我們在此簡單總結下launcher的啟動流程:
1、首先systemserver在啟動其他系統服務時會調用AMS的systemReady方法
2、systemReady方法中調用startHomeActivityLocked,在這個方法中我們會構造出啟動launcher的intent,然后通過startHomeActivityLocked去啟動launcher。
systemserver啟動launcher后會執行launcher的onCreate函數
protected void onCreate(Bundle savedInstanceState) {
super.onCreate(savedInstanceState);
LauncherAppState app = LauncherAppState.getInstance(this);//1
// Load configuration-specific DeviceProfile
mDeviceProfile = app.getInvariantDeviceProfile().getDeviceProfile(this);
if (isInMultiWindowModeCompat()) {//2
Display display = getWindowManager().getDefaultDisplay();
Point mwSize = new Point();
display.getSize(mwSize);
mDeviceProfile = mDeviceProfile.getMultiWindowProfile(this, mwSize);
}
//3
mOrientation = getResources().getConfiguration().orientation;
mSharedPrefs = Utilities.getPrefs(this);
mIsSafeModeEnabled = getPackageManager().isSafeMode();
mModel = app.setLauncher(this);
mModelWriter = mModel.getWriter(mDeviceProfile.isVerticalBarLayout());
mIconCache = app.getIconCache();
mAccessibilityDelegate = new LauncherAccessibilityDelegate(this);
mDragController = new DragController(this);
mAllAppsController = new AllAppsTransitionController(this);
mStateTransitionAnimation = new LauncherStateTransitionAnimation(this, mAllAppsController);
mAppWidgetManager = AppWidgetManagerCompat.getInstance(this);
mAppWidgetHost = new LauncherAppWidgetHost(this);
if (Utilities.ATLEAST_MARSHMALLOW) {
mAppWidgetHost.addProviderChangeListener(this);
}
mAppWidgetHost.startListening();
// If we are getting an onCreate, we can actually preempt onResume and unset mPaused here,
// this also ensures that any synchronous binding below doesn't re-trigger another
// LauncherModel load.
mPaused = false;
mLauncherView = LayoutInflater.from(this).inflate(R.layout.launcher, null);
setupViews();//4
mDeviceProfile.layout(this, false /* notifyListeners */);
loadExtractedColorsAndColorItems();//5
mPopupDataProvider = new PopupDataProvider(this);
((AccessibilityManager) getSystemService(ACCESSIBILITY_SERVICE))

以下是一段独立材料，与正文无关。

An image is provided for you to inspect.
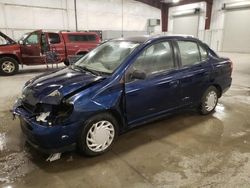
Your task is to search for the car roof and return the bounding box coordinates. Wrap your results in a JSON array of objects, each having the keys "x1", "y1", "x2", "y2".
[
  {"x1": 61, "y1": 31, "x2": 97, "y2": 35},
  {"x1": 113, "y1": 35, "x2": 198, "y2": 43}
]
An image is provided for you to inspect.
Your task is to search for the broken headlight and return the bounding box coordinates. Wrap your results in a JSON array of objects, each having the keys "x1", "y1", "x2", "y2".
[{"x1": 36, "y1": 103, "x2": 74, "y2": 126}]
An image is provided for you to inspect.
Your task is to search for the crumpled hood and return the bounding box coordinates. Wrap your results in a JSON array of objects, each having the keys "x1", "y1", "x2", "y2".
[{"x1": 22, "y1": 68, "x2": 103, "y2": 105}]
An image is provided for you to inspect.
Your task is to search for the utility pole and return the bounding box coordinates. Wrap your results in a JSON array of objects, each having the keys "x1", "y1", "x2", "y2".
[{"x1": 74, "y1": 0, "x2": 78, "y2": 31}]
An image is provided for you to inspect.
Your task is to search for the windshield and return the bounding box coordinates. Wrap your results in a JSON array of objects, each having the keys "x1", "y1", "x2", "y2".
[{"x1": 74, "y1": 41, "x2": 139, "y2": 74}]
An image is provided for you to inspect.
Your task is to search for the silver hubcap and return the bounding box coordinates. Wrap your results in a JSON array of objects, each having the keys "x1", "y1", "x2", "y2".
[
  {"x1": 2, "y1": 61, "x2": 15, "y2": 73},
  {"x1": 205, "y1": 91, "x2": 217, "y2": 111},
  {"x1": 86, "y1": 121, "x2": 115, "y2": 152}
]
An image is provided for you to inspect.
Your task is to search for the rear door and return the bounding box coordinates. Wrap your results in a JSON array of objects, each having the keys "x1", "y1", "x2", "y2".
[
  {"x1": 20, "y1": 30, "x2": 45, "y2": 65},
  {"x1": 125, "y1": 41, "x2": 180, "y2": 124},
  {"x1": 176, "y1": 40, "x2": 212, "y2": 104}
]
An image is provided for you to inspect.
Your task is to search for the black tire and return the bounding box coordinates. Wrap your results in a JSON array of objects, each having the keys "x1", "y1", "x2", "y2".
[
  {"x1": 199, "y1": 86, "x2": 219, "y2": 115},
  {"x1": 0, "y1": 57, "x2": 19, "y2": 76},
  {"x1": 77, "y1": 113, "x2": 118, "y2": 156}
]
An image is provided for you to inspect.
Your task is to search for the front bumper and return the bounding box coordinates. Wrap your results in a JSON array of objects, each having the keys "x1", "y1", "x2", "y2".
[{"x1": 13, "y1": 107, "x2": 80, "y2": 154}]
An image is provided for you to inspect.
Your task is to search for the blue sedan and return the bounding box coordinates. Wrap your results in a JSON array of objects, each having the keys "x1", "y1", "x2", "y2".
[{"x1": 13, "y1": 36, "x2": 232, "y2": 156}]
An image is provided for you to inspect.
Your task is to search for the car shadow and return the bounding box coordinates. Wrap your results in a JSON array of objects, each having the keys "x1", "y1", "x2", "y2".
[{"x1": 24, "y1": 111, "x2": 223, "y2": 173}]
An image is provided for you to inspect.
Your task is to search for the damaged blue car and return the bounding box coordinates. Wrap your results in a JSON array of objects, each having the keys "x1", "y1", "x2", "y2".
[{"x1": 13, "y1": 36, "x2": 232, "y2": 156}]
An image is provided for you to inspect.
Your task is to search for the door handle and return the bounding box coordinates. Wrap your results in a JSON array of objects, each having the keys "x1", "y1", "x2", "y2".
[{"x1": 169, "y1": 80, "x2": 179, "y2": 87}]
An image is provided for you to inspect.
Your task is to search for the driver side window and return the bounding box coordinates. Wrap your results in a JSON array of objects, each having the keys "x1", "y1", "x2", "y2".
[
  {"x1": 126, "y1": 42, "x2": 174, "y2": 81},
  {"x1": 25, "y1": 33, "x2": 39, "y2": 44}
]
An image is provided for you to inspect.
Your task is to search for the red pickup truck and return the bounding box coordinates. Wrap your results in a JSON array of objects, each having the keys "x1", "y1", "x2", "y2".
[{"x1": 0, "y1": 30, "x2": 101, "y2": 75}]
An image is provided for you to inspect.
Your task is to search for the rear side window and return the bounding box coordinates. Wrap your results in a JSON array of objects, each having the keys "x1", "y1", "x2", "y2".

.addAccessibilityStateChangeListener(this);
lockAllApps();
restoreState(savedInstanceState);
if (LauncherAppState.PROFILE_STARTUP) {
Trace.endSection();
}
// We only load the page synchronously if the user rotates (or triggers a
// configuration change) while launcher is in the foreground
int currentScreen = PagedView.INVALID_RESTORE_PAGE;
if (savedInstanceState != null) {
currentScreen = savedInstanceState.getInt(RUNTIME_STATE_CURRENT_SCREEN, currentScreen);
}
if (!mModel.startLoader(currentScreen)) {//6
// If we are not binding synchronously, show a fade in animation when
// the first page bind completes.
mDragLayer.setAlpha(0);
} else {
// Pages bound synchronously.
mWorkspace.setCurrentPage(currentScreen);
setWorkspaceLoading(true);
}
// For handling default keys
//7
mDefaultKeySsb = new SpannableStringBuilder();
Selection.setSelection(mDefaultKeySsb, 0);
mRotationEnabled = getResources().getBoolean(R.bool.allow_rotation);
// In case we are on a device with locked rotation, we should look at preferences to check
// if the user has specifically allowed rotation.
if (!mRotationEnabled) {
mRotationEnabled = Utilities.isAllowRotationPrefEnabled(getApplicationContext());
mRotationPrefChangeHandler = new RotationPrefChangeHandler();
mSharedPrefs.registerOnSharedPreferenceChangeListener(mRotationPrefChangeHandler);
}
if (PinItemDragListener.handleDragRequest(this, getIntent())) {
// Temporarily enable the rotation
mRotationEnabled = true;
}
// On large interfaces, or on devices that a user has specifically enabled screen rotation,
// we want the screen to auto-rotate based on the current orientation
setOrientation();
setContentView(mLauncherView);
// Listen for broadcasts
IntentFilter filter = new IntentFilter();
filter.addAction(Intent.ACTION_SCREEN_OFF);
filter.addAction(Intent.ACTION_USER_PRESENT); // When the device wakes up + keyguard is gone
registerReceiver(mReceiver, filter);
mShouldFadeInScrim = true;
getSystemUiController().updateUiState(SystemUiController.UI_STATE_BASE_WINDOW,
Themes.getAttrBoolean(this, R.attr.isWorkspaceDarkText));
if (mLauncherCallbacks != null) {
mLauncherCallbacks.onCreate(savedInstanceState);
}
}
整個launcher的啟動大致分為7步。
注釋1處執行第一步創建LauncherAppState 對象。不同的手機顯示的Launcher布局是一樣的,但是其中真正顯示的每個圖標,
每個畫面的像素點大小是不同的。Launcher需要根據手機的尺寸密度等參數,計算出更多的信息。第一步是將和手機硬件掛鈎的參數都獲取出來。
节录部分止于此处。